I also had one of my biggest and most memorable scores there. There was a pacer named Saratoga Stan, who was a midlevel claiming type, and he would win with a late run from the very back of the pack. I’ve always loved horses like that, had cashed tickets on him at least a couple of times prior, and was most excited to see him in the entries on that night, especially with my brother, who had never been to a racetrack (and probably never has been since), in town visiting.
The thing about Saratoga Stan was that, unlike most other harness horses, he absolutely loved the very outside 8 post, from which he could hang back last and make his late run. When he drew inside, he’d be too close to the pace, inside of horses, and inevitably run up the track. Prior to that night at Brandywine, he had had a long string of races from inside posts, so his form looked awful. 99% of the time, if you see a pacer racing poorly from the inside and then move far outside, he’s an automatic throwout. Much to my delight, Saratoga Stan had his beloved 8 hole that night, anathema to most but a blessing for him. So while he was dismissed by most in the crowd, I excitedly informed my brother that the horse would be dead last all the way around until they approached the turn the final time, circle the field, and storm through the stretch to win. I watched as the odds drifted up to 15-1 or more as I recall, and we both got our bets down.
Sure enough, the race unfolded exactly as I knew it would, except that the gritty pacer seemed to wait even later than usual to start his move. But sure enough, he swept around the field 3 or 4 wide on the last turn, rallied down the lane and just got to the leader at the wire. After a long photo – no replays until after the races were official at tracks back then folks; imagine actually having to sweat those tight photos out for minutes that seemed like hours – they posted his number and I collected a big win bet as well as the exacta. More importantly, I looked like a total genius to my brother…because what good is hitting a big winner if you can’t impress somebody with it! (You may have noticed that you haven’t seen any such stories since I started writing this blog..)

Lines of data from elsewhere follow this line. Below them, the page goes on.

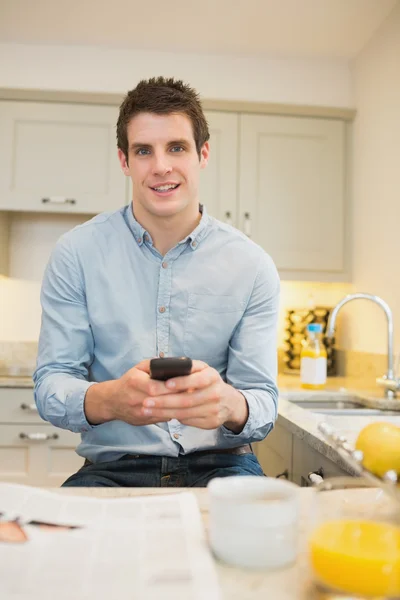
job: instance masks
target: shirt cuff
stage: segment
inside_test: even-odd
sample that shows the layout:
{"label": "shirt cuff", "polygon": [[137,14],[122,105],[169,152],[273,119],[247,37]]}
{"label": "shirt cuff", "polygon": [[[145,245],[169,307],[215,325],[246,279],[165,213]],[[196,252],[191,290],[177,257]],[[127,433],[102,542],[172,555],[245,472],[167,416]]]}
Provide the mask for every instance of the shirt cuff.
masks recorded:
{"label": "shirt cuff", "polygon": [[[242,431],[240,431],[239,433],[235,433],[234,431],[231,431],[230,429],[228,429],[227,427],[225,427],[225,425],[222,425],[221,427],[221,431],[223,436],[228,439],[228,440],[239,440],[241,441],[242,438],[243,440],[248,440],[248,438],[250,438],[254,432],[255,424],[256,424],[256,418],[254,415],[254,398],[253,395],[250,391],[244,391],[244,390],[238,390],[238,392],[240,392],[242,394],[242,396],[244,396],[246,402],[247,402],[247,406],[249,409],[249,414],[247,417],[247,421],[242,429]],[[253,402],[252,402],[253,400]]]}
{"label": "shirt cuff", "polygon": [[96,427],[87,420],[84,408],[86,392],[96,383],[97,381],[82,382],[80,389],[73,390],[67,395],[68,429],[75,433],[85,433]]}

I never saw Saratoga Stan race again. In fact, I never even saw his name in print. I would scan the entries week after week after week for months on end, at any harness track I could find entries for, but to this day I have no idea what his fate was; or if or where he ever raced again. But I’ll never forget him nor the Sunday nights spent at Brandywine. Ironically, the track met its doom in 1989 when the governor vetoed slot machines there. Today, Delaware racing is lush with slots money. Giving away $2100 purses at Monticello? Next Monday night at Dover Downs, they’ll be 15 harness races with total purses of over $275,000. But a short distance from the Pennsylvania border, a shopping mall sits where a little piece of racing heaven once stood.